Ontem o apetite ao risco foi verificado nos mercados, o movimento se deu novamente por conta de um possível acordo entre Estados Unidos e Irã para o fim do conflito armado.
Porém os investidores seguem com um pé atras, as retoricas de Donald Trump impedem que um movimento de recuperação dos mercados seja mais consistente.
O Irã confirmou que recebeu a proposta enviada pelos Estados Unidos com 15 pontos, todavia foi rechaçada e o imbróglio continua, porém com certo sentimento de que as partes podem chegar a um acordo aumentam.
Com o mercado mais tomador, houver forte ingresso de estrangeiros aqui no Brasil, fato que fez com que o Ibovespa fecha-se o pregão com alta de +1,60% aos 185.424 pontos.
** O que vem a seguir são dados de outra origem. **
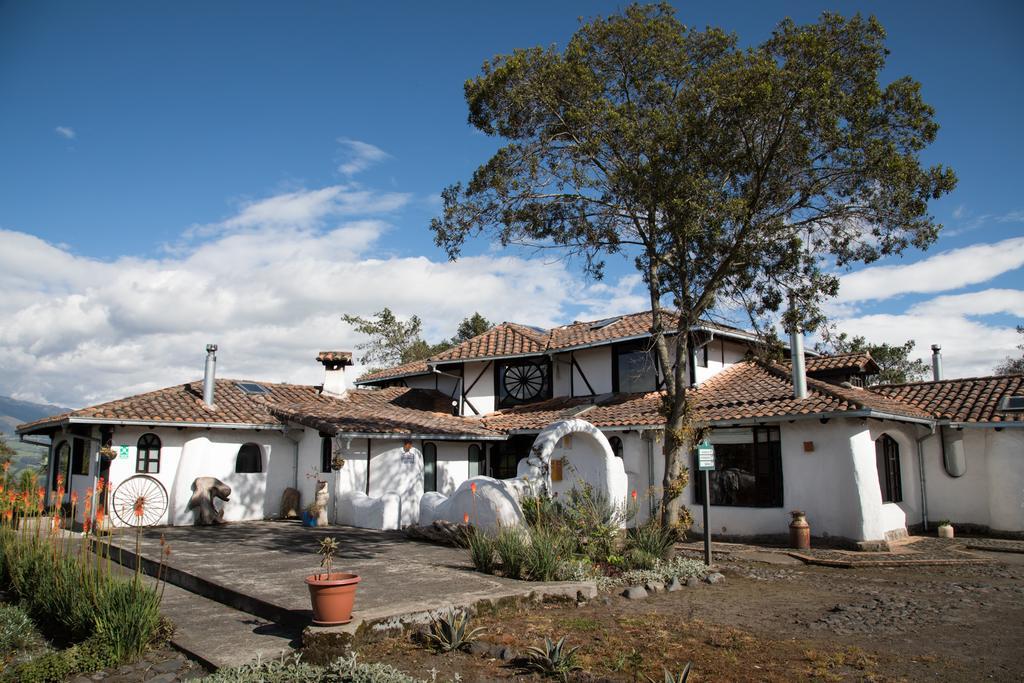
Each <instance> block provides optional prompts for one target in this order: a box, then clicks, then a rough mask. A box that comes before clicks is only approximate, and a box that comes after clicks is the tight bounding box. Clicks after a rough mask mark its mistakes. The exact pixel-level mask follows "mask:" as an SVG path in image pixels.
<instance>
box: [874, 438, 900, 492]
mask: <svg viewBox="0 0 1024 683" xmlns="http://www.w3.org/2000/svg"><path fill="white" fill-rule="evenodd" d="M874 464H876V466H877V467H878V469H879V484H880V485H881V487H882V502H883V503H902V502H903V478H902V475H901V473H900V469H899V443H897V442H896V439H894V438H893V437H892V436H890V435H889V434H883V435H882V438H880V439H879V440H877V441H876V442H874Z"/></svg>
Com o fluxo positivo, o dólar caiu -0,65% fechando cotado em torno de 5,22.
Agora pela manhã a imprensa noticiou que Israel matou um importante líder iraniano (Alireza Tangsiri), ele era integrante da marinha iraniana e um dos responsáveis pelo fechamento do estreito de Ormuz.
Essa notícia fez com que os preços do petróleo subissem novamente nos mercados agora pela manhã, o Brent voltou a ser negociado acima dos usd.100,00 com alta de +3,10%, enquanto o WTI está endo negociado em usd.93,15 com alta de +3,18%
Na esfera econômica a atenção dos investidores hoje estará na divulgação do IPCA-15, que pode já trazer no índice reflexo dos aumentos dos combustíveis.
Fora o IPCA-15, hoje é dia e divulgação dos pedidos de seguro-desemprego nos Estados Unidos.
Os índices acionário europeus e os futuros norte-americanos trabalham em queda nesta manhã.
O índice DXY trabalha em alta de +0,12% aos 99.510 pontos.
Não há previsão de leilões de swap cambial pelo Bacen.
AGENDA ECONÔMICA: Principais divulgações
BRASIL: relatório trimestral da inflação (08:00h), IPCA-15, reunião do CMN (09:00h).
EUROPA: índice de confiança do empresariado e consumidor (06:00h).
EUA: pedidos de seguro-desemprego (09h:30).
BOLSAS DE VALORES
ÁSIA: Shanghai: -1,09%, Hong Kong: -1,89%, Tokio: -0,48%.
EUROPA: trabalham em baixa de -1,05% na média.
EUA índices futuros: trabalham em baixa de -0,55% média.